If I was betting money, I'd place it on a performance problem somewhere in
the atk/gail implementation of combo boxes.

Still investigating...
Comment 6 Rich Burridge 2006-10-19 19:59:24 UTC
Created attachment 75036 [details]
Simple Python script that just uses at-spi (no Orca code involved).
Comment 7 Rich Burridge 2006-10-19 20:01:31 UTC
Created attachment 75037 [details]
Output from running the bug_349956.py Python at-spi script.
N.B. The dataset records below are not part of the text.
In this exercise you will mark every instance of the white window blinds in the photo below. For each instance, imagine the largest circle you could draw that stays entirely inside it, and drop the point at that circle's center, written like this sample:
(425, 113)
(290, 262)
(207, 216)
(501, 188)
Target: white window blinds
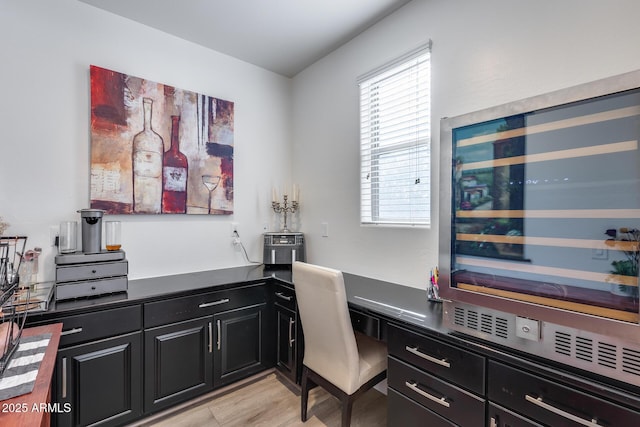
(395, 133)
This shows that if Orca isn't involved, the timing for moving from
one line in the gedit Printer dialog to the one above, is similar
to when Orca isn't running.

In other words, sadly this is an Orca performance problem.
Comment 8 Rich Burridge 2006-10-19 20:58:12 UTC
The problem is in the __blockPreventor() method in atspi.py:

    def __blockPreventor(self):
        """[[[TODO: HACK to attempt to prevent deadlocks.  We call time.sleep
        here as a means to sidestep the global interpreter lock (GIL).]]]
        """
        if settings.gilSleepTime:
            time.sleep(settings.gilSleepTime)
        return True

If I change it to comment out the two lines:

        if settings.gilSleepTime:
            time.sleep(settings.gilSleepTime)

then the timing delay goes away (i.e. it's almost the same speed as 
if Orca wasn't running).
Comment 9 Rich Burridge 2006-10-20 17:43:56 UTC
I added a new setting to settings.py called useBlockPreventor
(with a default value of False). If True, and gilSleepTime is
not zero, then the gobject idle handler called 
__blockPreventor() is installed.

This is not the default anymore, and therefore this problem
goes away. If we start seeing hangs again, then we can toggle 
the default value for the useBlockPreventor setting.

Changes checked into CVS HEAD. Closing as FIXED.